Problems with PCIe switching
In the Computer Vision Lab, we recently purchased a new GPU machine ("Havok"), which has been sent back due to issues with the PCIe switching. This machine is built upon the SuperMicro TRT2 system. We have another machine ("Storm"), which is built upon the SuperMicro TRT system, the previous generation to the TRT2. The difference between these two machines is the PCIe switching. In the TRT2, the eight primary PCIe sockets are connected to one CPU via two 96 lane PCIe switches. In the TRT, there is a tree of PCIe switches, so only two cards are connected to each switch.
One would expect the TRT2 to be much faster. Fewer switches surely means lower latency, and if it is the newer model, why wouldn't it be faster? Unfortunately this does not appear to be the case, and is the reason why the machine has been returned. For example, copying a contiguous 64MB block of memory between two GPUs via a single switch 1000 times, takes 34 seconds (GPUs 0 and 1). Copying the same block of memory between two GPUs via two switches takes 7 seconds (GPUs 0 and 7). The same test on Storm, a TRT machine, takes 7 seconds via a single switch (GPUs 0 and 1), 8 seconds via two switches (GPUS 0 and 3), and 17 seconds between three switches and the QPI bus (GPUS 0 and 7), which makes a lot of sense.

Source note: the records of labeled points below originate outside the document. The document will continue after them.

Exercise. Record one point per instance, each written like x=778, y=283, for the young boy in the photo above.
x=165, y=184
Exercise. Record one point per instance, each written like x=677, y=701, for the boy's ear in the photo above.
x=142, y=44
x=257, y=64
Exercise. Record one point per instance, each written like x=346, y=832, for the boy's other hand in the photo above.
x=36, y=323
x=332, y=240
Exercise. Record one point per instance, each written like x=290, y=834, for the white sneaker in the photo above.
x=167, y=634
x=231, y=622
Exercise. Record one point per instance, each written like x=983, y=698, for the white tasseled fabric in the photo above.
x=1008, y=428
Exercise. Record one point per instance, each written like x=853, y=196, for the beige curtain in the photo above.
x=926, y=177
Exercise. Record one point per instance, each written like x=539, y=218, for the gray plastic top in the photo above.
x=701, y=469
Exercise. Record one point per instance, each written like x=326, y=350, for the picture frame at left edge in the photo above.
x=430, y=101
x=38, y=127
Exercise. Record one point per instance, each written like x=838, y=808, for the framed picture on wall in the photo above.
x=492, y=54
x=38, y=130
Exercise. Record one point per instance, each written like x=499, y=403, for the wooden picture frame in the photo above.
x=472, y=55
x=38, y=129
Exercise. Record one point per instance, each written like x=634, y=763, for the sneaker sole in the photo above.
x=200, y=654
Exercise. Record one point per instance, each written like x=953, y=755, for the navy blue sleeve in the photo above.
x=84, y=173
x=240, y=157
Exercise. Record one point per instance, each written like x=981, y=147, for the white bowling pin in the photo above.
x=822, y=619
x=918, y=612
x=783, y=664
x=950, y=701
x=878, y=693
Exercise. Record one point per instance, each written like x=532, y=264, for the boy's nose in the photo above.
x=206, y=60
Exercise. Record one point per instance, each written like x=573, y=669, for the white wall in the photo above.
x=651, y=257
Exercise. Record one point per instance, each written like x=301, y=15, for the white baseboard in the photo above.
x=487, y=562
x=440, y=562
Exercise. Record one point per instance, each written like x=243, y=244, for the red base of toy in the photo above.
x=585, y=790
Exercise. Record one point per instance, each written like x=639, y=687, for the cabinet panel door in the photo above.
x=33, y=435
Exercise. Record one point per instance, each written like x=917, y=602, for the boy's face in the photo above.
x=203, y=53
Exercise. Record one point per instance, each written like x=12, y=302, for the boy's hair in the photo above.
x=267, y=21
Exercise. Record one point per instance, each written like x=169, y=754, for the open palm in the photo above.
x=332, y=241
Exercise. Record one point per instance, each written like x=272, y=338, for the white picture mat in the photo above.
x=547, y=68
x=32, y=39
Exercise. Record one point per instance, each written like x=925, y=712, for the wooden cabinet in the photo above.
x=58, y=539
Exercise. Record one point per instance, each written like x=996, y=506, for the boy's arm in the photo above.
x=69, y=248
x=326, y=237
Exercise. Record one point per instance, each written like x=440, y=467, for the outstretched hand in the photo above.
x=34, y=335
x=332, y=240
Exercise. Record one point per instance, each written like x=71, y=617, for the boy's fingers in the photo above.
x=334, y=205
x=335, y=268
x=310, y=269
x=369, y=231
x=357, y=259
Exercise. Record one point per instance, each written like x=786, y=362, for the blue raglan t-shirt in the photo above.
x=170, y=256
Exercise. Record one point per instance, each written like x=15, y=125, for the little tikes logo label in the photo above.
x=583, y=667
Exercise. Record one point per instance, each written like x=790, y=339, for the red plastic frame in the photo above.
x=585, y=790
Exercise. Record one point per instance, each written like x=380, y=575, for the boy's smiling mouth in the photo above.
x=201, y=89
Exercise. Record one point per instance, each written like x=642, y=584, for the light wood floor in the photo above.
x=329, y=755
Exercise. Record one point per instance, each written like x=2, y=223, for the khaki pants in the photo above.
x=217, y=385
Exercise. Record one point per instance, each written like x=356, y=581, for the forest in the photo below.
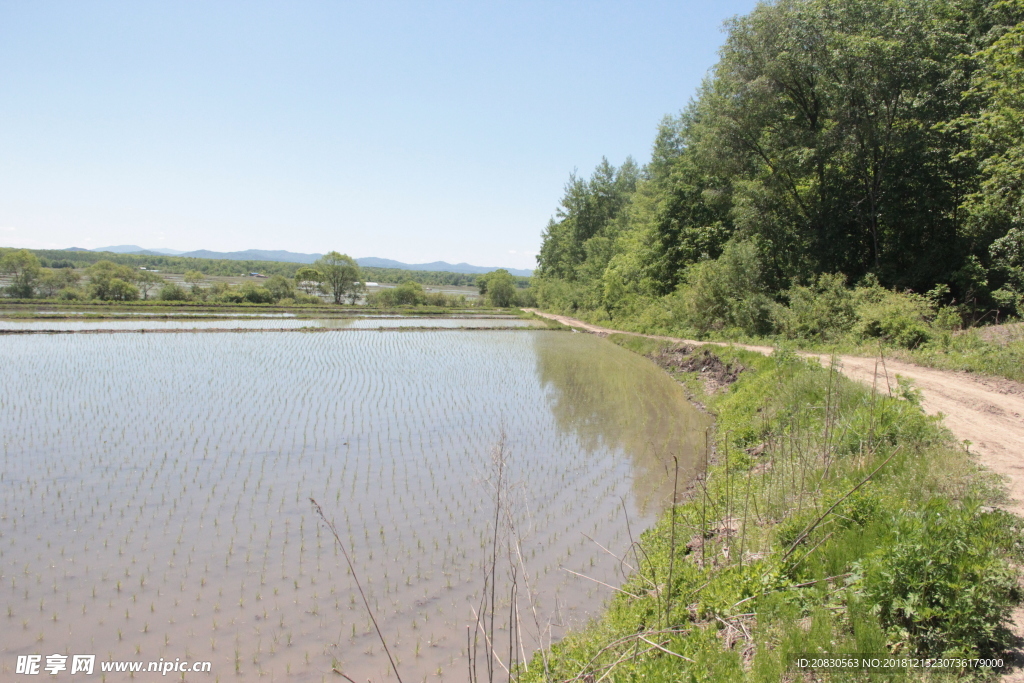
x=864, y=154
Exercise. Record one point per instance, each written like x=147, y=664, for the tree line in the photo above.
x=58, y=258
x=866, y=141
x=334, y=274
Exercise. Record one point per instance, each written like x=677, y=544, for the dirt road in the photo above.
x=986, y=412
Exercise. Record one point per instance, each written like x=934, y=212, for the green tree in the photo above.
x=281, y=288
x=146, y=281
x=341, y=274
x=195, y=280
x=24, y=269
x=48, y=284
x=500, y=289
x=308, y=280
x=112, y=282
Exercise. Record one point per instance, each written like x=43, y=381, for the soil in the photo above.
x=985, y=413
x=715, y=374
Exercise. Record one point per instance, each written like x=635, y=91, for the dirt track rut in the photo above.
x=986, y=412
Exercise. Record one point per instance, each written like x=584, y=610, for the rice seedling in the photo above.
x=135, y=493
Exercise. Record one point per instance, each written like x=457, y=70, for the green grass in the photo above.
x=830, y=520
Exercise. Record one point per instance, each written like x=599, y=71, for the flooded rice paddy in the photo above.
x=155, y=492
x=350, y=323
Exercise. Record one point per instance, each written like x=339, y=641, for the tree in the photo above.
x=24, y=269
x=146, y=281
x=112, y=282
x=358, y=289
x=281, y=288
x=308, y=279
x=341, y=274
x=500, y=288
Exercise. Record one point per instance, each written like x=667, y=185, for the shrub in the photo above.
x=71, y=294
x=943, y=584
x=823, y=310
x=898, y=317
x=727, y=293
x=254, y=294
x=173, y=292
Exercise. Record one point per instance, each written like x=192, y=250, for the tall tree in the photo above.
x=24, y=269
x=341, y=274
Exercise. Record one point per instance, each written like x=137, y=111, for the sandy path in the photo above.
x=986, y=412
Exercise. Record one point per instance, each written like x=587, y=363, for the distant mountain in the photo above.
x=295, y=257
x=374, y=262
x=134, y=249
x=255, y=255
x=121, y=249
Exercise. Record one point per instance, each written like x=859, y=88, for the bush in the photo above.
x=898, y=317
x=173, y=292
x=727, y=293
x=250, y=293
x=71, y=294
x=943, y=585
x=822, y=311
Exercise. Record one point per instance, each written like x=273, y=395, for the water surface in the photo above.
x=155, y=492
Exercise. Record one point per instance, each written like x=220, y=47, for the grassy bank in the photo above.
x=830, y=520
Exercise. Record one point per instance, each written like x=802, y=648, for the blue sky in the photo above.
x=417, y=131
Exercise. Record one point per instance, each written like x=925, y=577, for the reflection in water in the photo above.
x=614, y=399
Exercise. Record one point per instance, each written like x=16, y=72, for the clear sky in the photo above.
x=417, y=131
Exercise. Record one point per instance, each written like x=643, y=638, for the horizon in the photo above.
x=428, y=133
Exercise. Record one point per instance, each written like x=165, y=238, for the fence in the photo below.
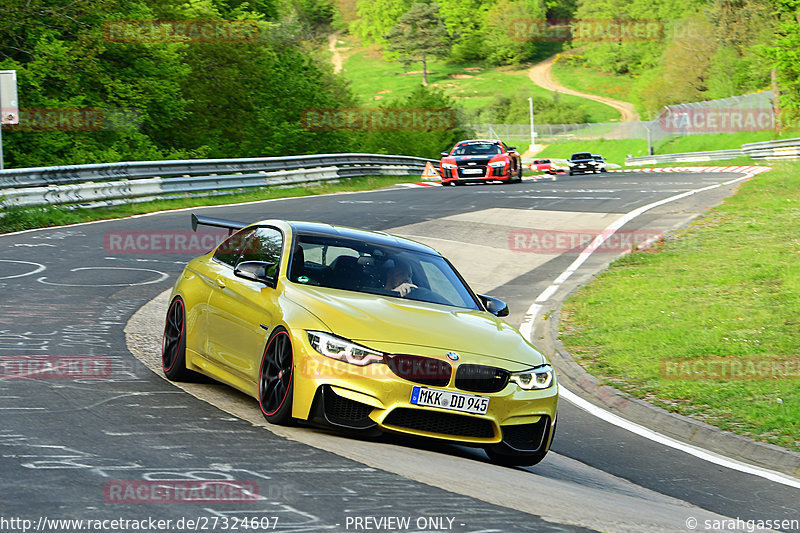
x=113, y=183
x=784, y=149
x=752, y=112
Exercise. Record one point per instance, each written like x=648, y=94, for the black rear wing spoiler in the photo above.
x=230, y=225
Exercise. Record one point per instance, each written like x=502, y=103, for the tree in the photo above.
x=503, y=46
x=377, y=17
x=785, y=54
x=419, y=35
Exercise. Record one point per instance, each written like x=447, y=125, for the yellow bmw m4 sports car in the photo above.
x=359, y=330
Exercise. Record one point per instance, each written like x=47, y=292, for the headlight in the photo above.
x=342, y=349
x=540, y=377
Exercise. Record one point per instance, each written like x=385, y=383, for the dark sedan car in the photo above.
x=481, y=160
x=582, y=163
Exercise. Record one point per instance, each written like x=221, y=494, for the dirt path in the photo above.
x=541, y=74
x=336, y=58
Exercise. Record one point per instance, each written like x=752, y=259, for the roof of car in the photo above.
x=479, y=141
x=375, y=237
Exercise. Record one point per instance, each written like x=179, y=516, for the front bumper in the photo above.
x=488, y=173
x=373, y=397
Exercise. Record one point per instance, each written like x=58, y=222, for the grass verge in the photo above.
x=728, y=288
x=22, y=218
x=594, y=81
x=473, y=86
x=614, y=151
x=718, y=141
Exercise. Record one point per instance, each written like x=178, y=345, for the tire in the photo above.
x=173, y=344
x=276, y=378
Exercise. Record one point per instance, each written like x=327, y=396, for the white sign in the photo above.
x=9, y=106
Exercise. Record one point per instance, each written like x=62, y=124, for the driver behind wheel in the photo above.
x=398, y=278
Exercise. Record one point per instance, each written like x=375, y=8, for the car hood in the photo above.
x=478, y=159
x=368, y=318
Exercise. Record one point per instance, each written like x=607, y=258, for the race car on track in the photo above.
x=601, y=164
x=480, y=160
x=359, y=330
x=547, y=166
x=582, y=163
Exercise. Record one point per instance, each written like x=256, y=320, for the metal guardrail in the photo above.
x=686, y=157
x=113, y=183
x=784, y=149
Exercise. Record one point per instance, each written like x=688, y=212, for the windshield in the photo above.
x=478, y=149
x=360, y=266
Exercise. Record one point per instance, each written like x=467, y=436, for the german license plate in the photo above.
x=454, y=401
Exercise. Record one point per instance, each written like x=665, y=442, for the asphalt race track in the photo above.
x=66, y=445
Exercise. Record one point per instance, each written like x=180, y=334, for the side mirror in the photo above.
x=494, y=305
x=255, y=271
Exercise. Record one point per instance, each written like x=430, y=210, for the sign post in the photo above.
x=9, y=106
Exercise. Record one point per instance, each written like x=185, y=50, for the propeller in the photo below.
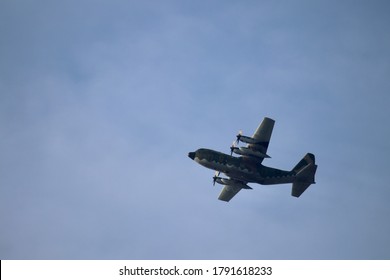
x=215, y=177
x=232, y=147
x=238, y=136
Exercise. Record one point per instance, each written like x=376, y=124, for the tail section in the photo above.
x=305, y=171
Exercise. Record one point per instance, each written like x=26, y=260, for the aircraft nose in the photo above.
x=191, y=155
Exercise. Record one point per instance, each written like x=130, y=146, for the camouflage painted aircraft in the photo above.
x=247, y=168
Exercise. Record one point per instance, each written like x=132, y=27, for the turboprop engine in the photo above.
x=231, y=182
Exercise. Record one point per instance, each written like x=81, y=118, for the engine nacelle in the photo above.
x=247, y=139
x=231, y=182
x=244, y=151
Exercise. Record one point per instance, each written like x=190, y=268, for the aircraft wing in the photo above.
x=263, y=135
x=228, y=192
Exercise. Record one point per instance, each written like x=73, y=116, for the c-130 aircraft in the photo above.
x=247, y=168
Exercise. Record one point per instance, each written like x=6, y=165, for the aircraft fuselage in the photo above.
x=241, y=168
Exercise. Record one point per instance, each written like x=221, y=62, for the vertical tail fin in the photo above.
x=305, y=171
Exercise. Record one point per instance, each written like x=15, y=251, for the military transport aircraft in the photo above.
x=247, y=168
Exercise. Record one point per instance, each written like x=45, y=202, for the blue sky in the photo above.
x=101, y=101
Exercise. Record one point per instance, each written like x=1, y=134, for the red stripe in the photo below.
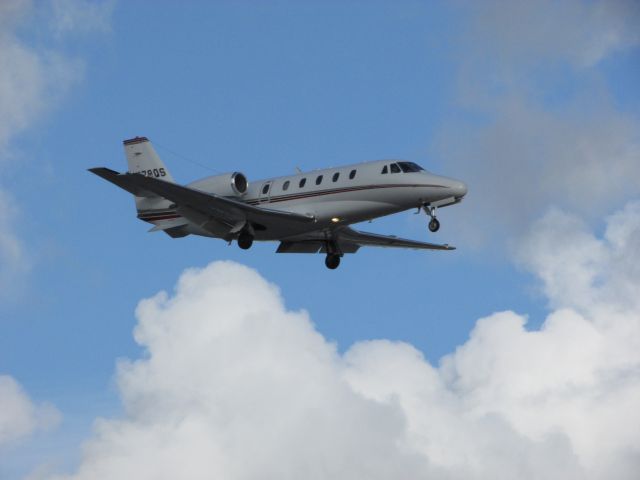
x=160, y=217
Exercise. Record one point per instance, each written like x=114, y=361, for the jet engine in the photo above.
x=226, y=185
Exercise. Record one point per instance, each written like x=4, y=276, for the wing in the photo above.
x=349, y=241
x=227, y=210
x=348, y=235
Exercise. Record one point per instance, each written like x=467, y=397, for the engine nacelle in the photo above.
x=226, y=185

Training a network on the same GPU selections should yield similar degradation. The script we used to test this is built on the Torch scientific computing framework:
require 'cutorch' cutorch.setDevice(1) local orig = torch.FloatTensor(256, 256, 256):cuda(); for i = 1,1000 do cutorch.setDevice(i % 2 + 1) local tmp = orig:clone() end
This is definitely something we should keep a watch for in the future. My first asumption was that the PCIe bus is simplex and doesn't have enough bandwidth to accomodate both the push and pull of data between GPUs on the same switch. Where as going between two GPUs on separate switches allows for both pushing and pulling of data to and from GPUs. However, Wikipedia tells me that the PCIe bus is a diferentially signalled, bidirectional bus, which suggests each PCI lane has four electrical links between each card and switch. So, while this is not a limitation of the bus, it might still be a limitation of the 96 lane PCIe switches used in the TRT2, but not the 48 lane PCIe switches used in the TRT.
We still don't know exactly what the problem is. We are hoping our supplier can figure it out based on the results we have demonstrated to them. Still, this is quite an interesting problem, perhaps even a total oversight on SuperMicro's side.